Pilots are the second aspect. Here the group is testing the standard against business requirements and for feasibility in real business scenarios. Markus Speuhler from Swiss Re in Switzerland chairs this portion of the working group. The market is already whetting the industry’s appetites and increasing its willingness to provide location information in a standardized manner.

At the same time, another pilot is being evaluated to develop an industry utility that will assist professional re/insurance buyers in producing a standard exposure dataset. In theory, risk managers, brokers or cedents could upload their exposure data to a free-to-use web-based utility, map their data to the ACORD standard and produce an ACORD XML file which they can then forward to their brokers and re/insurance underwriters or, conceivably, capital markets.

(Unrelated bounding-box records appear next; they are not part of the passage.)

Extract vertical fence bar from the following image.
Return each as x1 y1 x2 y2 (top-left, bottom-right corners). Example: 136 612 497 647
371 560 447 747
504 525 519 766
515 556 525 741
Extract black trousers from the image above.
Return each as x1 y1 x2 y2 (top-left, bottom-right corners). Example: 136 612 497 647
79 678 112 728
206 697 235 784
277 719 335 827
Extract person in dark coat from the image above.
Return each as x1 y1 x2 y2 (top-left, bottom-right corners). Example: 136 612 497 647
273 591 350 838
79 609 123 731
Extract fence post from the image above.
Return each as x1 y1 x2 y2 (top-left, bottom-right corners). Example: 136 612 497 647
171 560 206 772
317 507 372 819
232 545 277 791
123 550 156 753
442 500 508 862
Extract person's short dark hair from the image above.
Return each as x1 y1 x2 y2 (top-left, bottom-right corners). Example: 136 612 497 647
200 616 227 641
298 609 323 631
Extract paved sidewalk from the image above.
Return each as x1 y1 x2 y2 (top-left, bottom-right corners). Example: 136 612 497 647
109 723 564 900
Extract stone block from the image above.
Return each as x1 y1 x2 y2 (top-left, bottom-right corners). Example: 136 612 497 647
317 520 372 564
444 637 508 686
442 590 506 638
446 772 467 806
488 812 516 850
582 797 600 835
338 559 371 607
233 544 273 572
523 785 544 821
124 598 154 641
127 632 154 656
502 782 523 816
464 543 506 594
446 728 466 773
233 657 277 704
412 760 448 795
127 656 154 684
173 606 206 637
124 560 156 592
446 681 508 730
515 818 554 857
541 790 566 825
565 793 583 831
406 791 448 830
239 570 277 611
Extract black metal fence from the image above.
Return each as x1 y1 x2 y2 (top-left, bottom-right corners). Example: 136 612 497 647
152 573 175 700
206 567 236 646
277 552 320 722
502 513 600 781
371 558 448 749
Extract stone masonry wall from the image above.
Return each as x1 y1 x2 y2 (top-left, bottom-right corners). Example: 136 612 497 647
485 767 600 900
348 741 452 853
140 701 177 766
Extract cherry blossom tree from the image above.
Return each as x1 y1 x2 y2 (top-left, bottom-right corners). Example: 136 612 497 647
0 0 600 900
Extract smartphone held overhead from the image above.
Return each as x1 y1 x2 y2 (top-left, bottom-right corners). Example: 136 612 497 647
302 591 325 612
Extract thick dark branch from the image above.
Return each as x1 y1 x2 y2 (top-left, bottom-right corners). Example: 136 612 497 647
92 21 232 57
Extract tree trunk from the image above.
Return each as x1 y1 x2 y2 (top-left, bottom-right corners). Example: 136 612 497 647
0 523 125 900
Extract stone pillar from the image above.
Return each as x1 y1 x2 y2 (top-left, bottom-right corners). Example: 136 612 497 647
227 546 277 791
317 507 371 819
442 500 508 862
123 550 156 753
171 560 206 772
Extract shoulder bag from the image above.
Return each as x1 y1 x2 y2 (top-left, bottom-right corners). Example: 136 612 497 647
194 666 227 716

The third prong of the approach is advocacy and marketing. This group, chaired by Paul Nunn of Lloyd’s, is working to ensure that the industry is aware of the standard and encouraged to implement it.

It is not co-incidence that the chairs of the ACORD working group represent the North American, London and Continental European markets as well as the broking and underwriting constituents of the industry. This is truly a cross-border, cross-industry initiative.

What next? Catastrophe exposure standards are unique. So many constituents from along the value chain have a stake in this initiative’s success. By developing, agreeing and implementing exposure standards, everybody wins.

The issue is timing. We know 2005 reawakened this sleeping giant but we do not know how long it will stir. A few more years of relative calm and it could be back in hibernation, until the next time a catastrophe surprises the industry.

The overall success of the standard depends on everyone this data touches. It takes input, participation and discussion. The working group and its leaders are open to more assistance and opinions as well as pilot participation. There is no limit to how you can use the standard, so the group welcomes ideas for innovative applications.